I made JIT Compiler for Brainf*ck lol
Vložit
- čas přidán 29. 06. 2024
- References:
- Project idea by github.com/bit69tream
- Wikipedia - Brainfuck - en.wikipedia.org/wiki/Brainfuck
- Computer Enhance - Byte Positions Are Better Than Line Numbers - www.computerenhance.com/p/byt...
- flat assembler - flatassembler.net/
- ChromiumOS - Linux Syscall Table -chromium.googlesource.com/chr...
- Tsoding - bfjit - github.com/tsoding/bfjit
Chapters:
- 00:00:00 - Announcement
- 00:00:42 - Intro
- 00:06:00 - Hello, World
- 00:09:36 - Intermediate Representation
- 00:52:09 - Interpreter
- 01:02:03 - Flat Assembler
- 01:14:24 - Raw Binary Image
- 01:18:41 - runbin
- 01:36:08 - JIT compiler
- 03:02:45 - Outro - Věda a technologie
"Your scientists were so preoccupied with whether or not they could, they didn't start to think if they should"
Stop* not start lol. But yeah, this quote has become so real today. You could say this about an innumerable number of things.

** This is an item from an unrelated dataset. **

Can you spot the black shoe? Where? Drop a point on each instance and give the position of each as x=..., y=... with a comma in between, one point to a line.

@@iWillAvert The quote I used was from the book where it says "start" rather than "stop"
Not for any other reason than I was lazy about copy and paste and that is the quote that showed up first
I don't believe you, what book? If it was Jurassic Park, the phrase was only used in the movie and they said stop. There is no phrase in the book, ctrl-f "Particle accelerators" and look above, where it would be: "They never stop to ask if they should do
something." @@jayshartzer844
Excuse me but I do not believe you sir, what book? If it was Jurassic Park, the phrase was only used in the movie and they said stop. There is no such phrase in the book, ctrl-f "Particle accelerators" less than two paragraphs above, where it would be: "They never stop to ask if they should do something."@@jayshartzer844
You should do more low level programming like compilers and vm's. Very entertaining and great learning experience.
I agree, it reminds me of A86 assembler... fun time.

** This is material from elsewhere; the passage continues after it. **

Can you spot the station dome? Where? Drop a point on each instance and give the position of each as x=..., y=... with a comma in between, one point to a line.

tsoding will literally build whole architecture with lexer, ir compiler, interpreter and jit for language that only supports 8 characters. beautiful
I'd love to see the TVM (Tsoding Virtual Machine) with async, multi threading and JIT. It's gonna be the next BEAM
amistah azozeen should get back to bm (birtual machine) for that
0 is usually reserved as 'illegal instruction'.
Most memories will statically have mostly 0 after power-up and also flip-flops reset to 0 in most cases (unless you have a specific reason to change that).

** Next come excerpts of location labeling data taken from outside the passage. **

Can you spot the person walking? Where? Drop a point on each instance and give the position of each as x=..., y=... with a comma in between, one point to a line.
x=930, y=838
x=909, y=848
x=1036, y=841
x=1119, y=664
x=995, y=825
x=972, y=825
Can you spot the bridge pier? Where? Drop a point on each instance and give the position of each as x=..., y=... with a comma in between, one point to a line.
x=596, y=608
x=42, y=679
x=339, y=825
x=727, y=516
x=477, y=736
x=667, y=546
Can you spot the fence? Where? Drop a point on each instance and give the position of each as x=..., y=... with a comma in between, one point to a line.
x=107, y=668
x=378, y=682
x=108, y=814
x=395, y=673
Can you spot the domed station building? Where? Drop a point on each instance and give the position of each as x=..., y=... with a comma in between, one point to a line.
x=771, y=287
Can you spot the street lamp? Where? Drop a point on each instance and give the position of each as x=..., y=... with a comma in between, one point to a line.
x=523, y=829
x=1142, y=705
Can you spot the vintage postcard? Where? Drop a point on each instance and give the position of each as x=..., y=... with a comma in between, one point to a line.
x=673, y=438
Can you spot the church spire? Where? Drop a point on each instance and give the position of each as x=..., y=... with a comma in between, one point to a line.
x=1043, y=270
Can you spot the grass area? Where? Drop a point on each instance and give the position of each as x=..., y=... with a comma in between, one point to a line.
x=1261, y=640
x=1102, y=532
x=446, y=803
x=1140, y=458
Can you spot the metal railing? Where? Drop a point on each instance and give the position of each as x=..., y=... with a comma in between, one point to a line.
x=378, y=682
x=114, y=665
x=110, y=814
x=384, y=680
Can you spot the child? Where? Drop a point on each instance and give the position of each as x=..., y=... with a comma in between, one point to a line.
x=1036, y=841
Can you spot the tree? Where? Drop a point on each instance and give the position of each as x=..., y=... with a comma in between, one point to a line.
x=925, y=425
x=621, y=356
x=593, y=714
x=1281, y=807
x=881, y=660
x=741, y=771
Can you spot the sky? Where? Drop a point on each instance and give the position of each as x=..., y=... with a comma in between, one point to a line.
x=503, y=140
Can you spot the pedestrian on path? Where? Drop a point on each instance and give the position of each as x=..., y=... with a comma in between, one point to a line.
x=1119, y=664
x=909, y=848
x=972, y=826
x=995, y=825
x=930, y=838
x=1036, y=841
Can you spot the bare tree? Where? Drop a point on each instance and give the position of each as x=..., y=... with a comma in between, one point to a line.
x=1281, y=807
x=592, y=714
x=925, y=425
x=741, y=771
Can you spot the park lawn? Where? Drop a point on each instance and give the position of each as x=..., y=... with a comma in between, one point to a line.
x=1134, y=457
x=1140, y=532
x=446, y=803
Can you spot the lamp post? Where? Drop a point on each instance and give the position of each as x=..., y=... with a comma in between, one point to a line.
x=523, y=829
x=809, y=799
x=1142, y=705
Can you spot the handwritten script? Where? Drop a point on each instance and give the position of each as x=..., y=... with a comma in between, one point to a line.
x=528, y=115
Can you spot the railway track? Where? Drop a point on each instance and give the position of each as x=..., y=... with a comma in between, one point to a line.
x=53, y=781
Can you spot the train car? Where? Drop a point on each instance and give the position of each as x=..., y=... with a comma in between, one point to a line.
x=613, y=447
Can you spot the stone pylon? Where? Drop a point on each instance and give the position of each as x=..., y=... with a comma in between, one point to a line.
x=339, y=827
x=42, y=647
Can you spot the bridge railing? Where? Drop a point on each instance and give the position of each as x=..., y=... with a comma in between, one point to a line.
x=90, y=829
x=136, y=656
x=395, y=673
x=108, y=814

So if you have anything just at reset value and not explicitly initialized, it will trigger an illegal instruction exception, which is what you want.
RISC-V does that as well, in fact RISC-V does not even have NOP, it is a Pseudo-instruction performing an ADD with target register fixed 0, so it does not have any effect, but NOP in RISC_V is actually an ADD.
Same goes here for x86. All 0 is not really a desirable value for a valid instruction.
Huh, RISC-V not having a NOP is interesting, although it does make sense
@@chri-kNot sure about other architectures but I could imagine there are other instruction sets doing the same. No reason to waste decoder space if you can model a 'do nothing' through other means.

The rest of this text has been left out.